Os adolescentes sorteados foram convidados, por meio de seus pais ou responsáveis, a participar do estudo. Todos assinaram o termo de consentimento livre e esclarecido sobre os benefícios, riscos e procedimentos a serem realizados no estudo. O protocolo de estudo foi aprovado pelo comitê de ética em pesquisa da Faculdade Salesiana de Vitória. Nenhum deles se declarou tabagista, portador de alguma doença metabólica previamente conhecida ou ser usuário de contraceptivo oral, que eram critérios de exclusão. A idade cronológica dos adolescentes foi determinada em forma centesimal, tendo como referência a data da coleta de dados e a data de nascimento.
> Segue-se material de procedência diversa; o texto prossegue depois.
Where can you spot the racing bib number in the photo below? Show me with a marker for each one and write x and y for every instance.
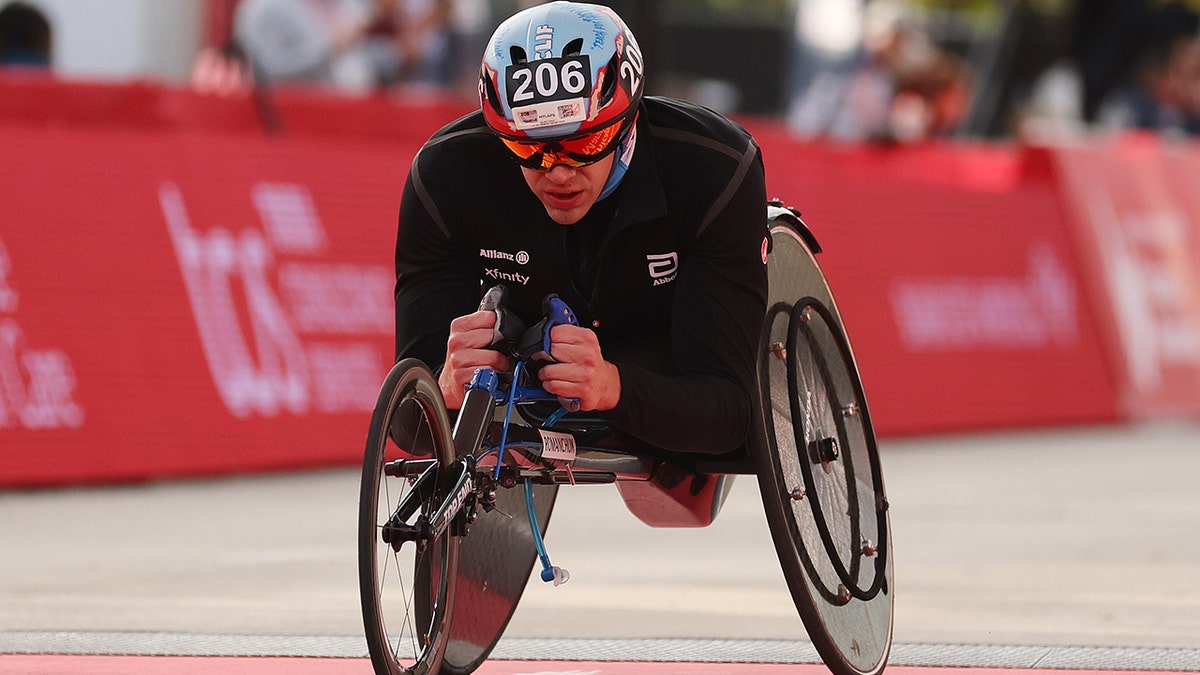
(547, 79)
(558, 446)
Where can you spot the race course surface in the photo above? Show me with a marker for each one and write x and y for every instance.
(1065, 550)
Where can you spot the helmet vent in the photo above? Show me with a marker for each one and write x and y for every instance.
(574, 47)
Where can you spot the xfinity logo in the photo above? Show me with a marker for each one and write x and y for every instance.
(505, 276)
(520, 257)
(663, 267)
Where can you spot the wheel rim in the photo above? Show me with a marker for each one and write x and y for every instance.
(406, 586)
(810, 489)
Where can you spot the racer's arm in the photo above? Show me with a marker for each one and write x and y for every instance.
(705, 406)
(437, 296)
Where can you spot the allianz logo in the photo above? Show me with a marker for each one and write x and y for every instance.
(520, 257)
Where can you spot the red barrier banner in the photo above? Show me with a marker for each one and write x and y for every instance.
(181, 293)
(959, 281)
(1138, 221)
(175, 305)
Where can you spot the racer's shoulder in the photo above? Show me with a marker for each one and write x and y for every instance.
(676, 121)
(467, 133)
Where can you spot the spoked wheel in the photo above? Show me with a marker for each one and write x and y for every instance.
(406, 577)
(819, 470)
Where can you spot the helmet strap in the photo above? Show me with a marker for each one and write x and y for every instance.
(621, 163)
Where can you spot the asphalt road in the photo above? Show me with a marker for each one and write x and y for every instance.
(1056, 537)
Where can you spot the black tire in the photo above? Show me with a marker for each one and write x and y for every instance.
(407, 590)
(495, 562)
(819, 467)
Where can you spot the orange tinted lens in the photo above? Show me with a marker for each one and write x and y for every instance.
(522, 149)
(591, 144)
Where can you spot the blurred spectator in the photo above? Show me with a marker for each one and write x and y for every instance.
(303, 40)
(24, 36)
(1164, 94)
(903, 87)
(408, 41)
(355, 46)
(223, 71)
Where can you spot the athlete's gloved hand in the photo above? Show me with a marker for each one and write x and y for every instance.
(575, 369)
(475, 341)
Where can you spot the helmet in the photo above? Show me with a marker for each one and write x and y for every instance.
(562, 79)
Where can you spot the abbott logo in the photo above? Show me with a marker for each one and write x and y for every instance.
(1033, 311)
(663, 267)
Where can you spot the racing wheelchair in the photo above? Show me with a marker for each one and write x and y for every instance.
(442, 567)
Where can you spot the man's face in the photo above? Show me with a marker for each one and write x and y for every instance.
(569, 192)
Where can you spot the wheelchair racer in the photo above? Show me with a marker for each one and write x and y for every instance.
(646, 215)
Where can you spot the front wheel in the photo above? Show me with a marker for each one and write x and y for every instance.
(819, 469)
(406, 574)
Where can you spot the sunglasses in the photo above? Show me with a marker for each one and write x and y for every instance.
(575, 151)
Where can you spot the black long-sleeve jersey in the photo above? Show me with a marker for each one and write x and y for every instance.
(669, 270)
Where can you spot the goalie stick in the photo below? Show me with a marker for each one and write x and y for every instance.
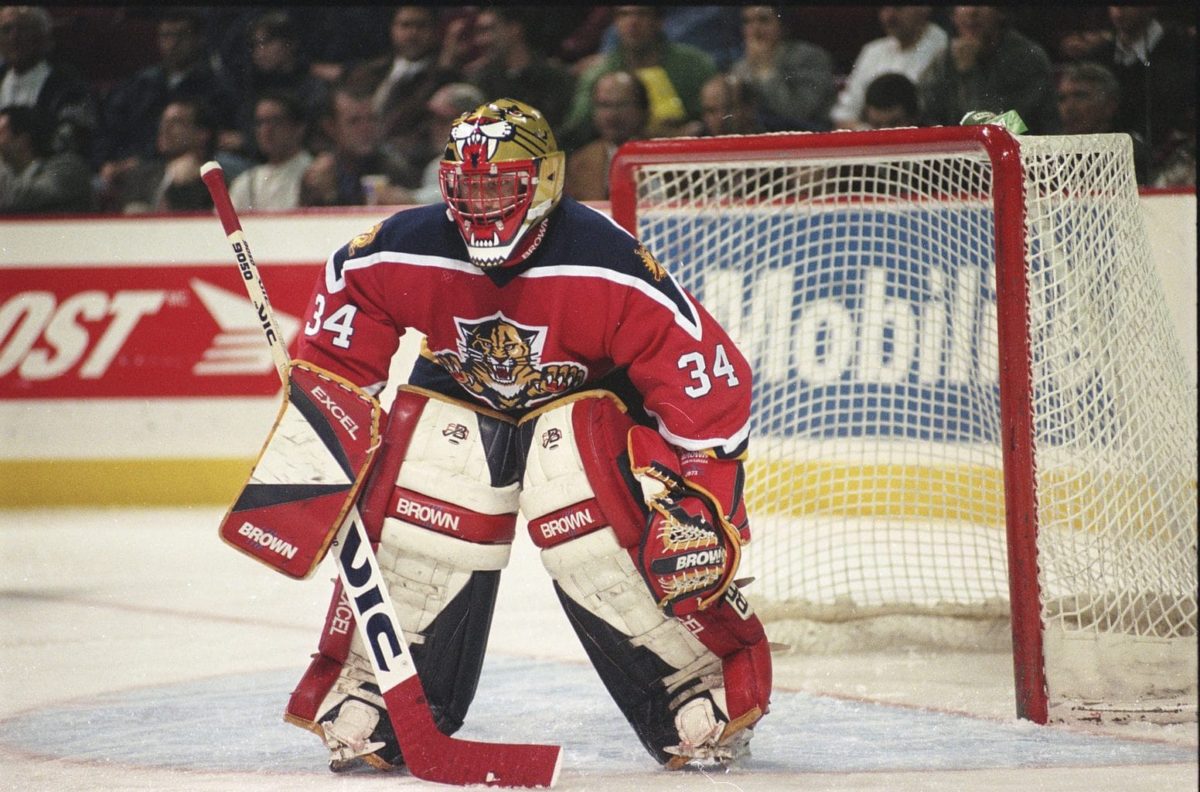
(429, 754)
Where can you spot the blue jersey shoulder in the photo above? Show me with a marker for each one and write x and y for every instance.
(421, 231)
(583, 237)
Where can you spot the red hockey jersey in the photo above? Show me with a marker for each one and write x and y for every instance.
(589, 301)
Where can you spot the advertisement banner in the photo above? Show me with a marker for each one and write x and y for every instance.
(142, 331)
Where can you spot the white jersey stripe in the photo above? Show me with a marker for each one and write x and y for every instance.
(335, 283)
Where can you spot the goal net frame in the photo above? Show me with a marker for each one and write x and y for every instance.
(1011, 195)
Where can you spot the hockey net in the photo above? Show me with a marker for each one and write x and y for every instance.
(969, 400)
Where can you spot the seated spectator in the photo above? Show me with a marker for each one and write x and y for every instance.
(889, 101)
(621, 107)
(33, 177)
(402, 83)
(131, 111)
(989, 66)
(711, 29)
(672, 75)
(29, 78)
(280, 131)
(171, 181)
(361, 169)
(793, 78)
(909, 47)
(275, 65)
(445, 106)
(729, 106)
(1089, 97)
(511, 67)
(1155, 65)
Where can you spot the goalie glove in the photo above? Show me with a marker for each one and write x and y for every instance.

A amostra foi estratificada em dois grupos, a partir da classificação do consumo máximo de oxigênio (VO2max) proposta para amostra brasileira13: VO2max fraco (< 36,4 mL.kg-1.min-1 para meninas, e < 43,3 mL.kg-1.min-1 para meninos) e VO2max não fraco (> 36,5 mL.kg-1.min-1 para meninas, e > 43,4 mL.kg-1.min-1 para meninos).

A identificação dos fatores de risco cardiovascular

Excesso de peso

A massa corporal foi determinada por uma balança antropométrica com precisão de 100 g e capacidade máxima para 150 kg, e a estatura foi determinada utilizando um estadiômetro com escala de 0,1 cm, conforme padronizações conhecidas. A partir dessas duas variáveis, calculou-se o índice de massa corporal (IMC, kg.m-2). Definiu-se como excesso de peso as condições de sobrepeso e obesidade identificadas através de valores de IMC para a idade e sexo, estabelecendo o ponto de corte o percentil > 85 e < 95 para sobrepeso e > 95 para obesidade, e como peso corporal normal aqueles que se encontravam com valores de IMC inferiores ao percentil 8516.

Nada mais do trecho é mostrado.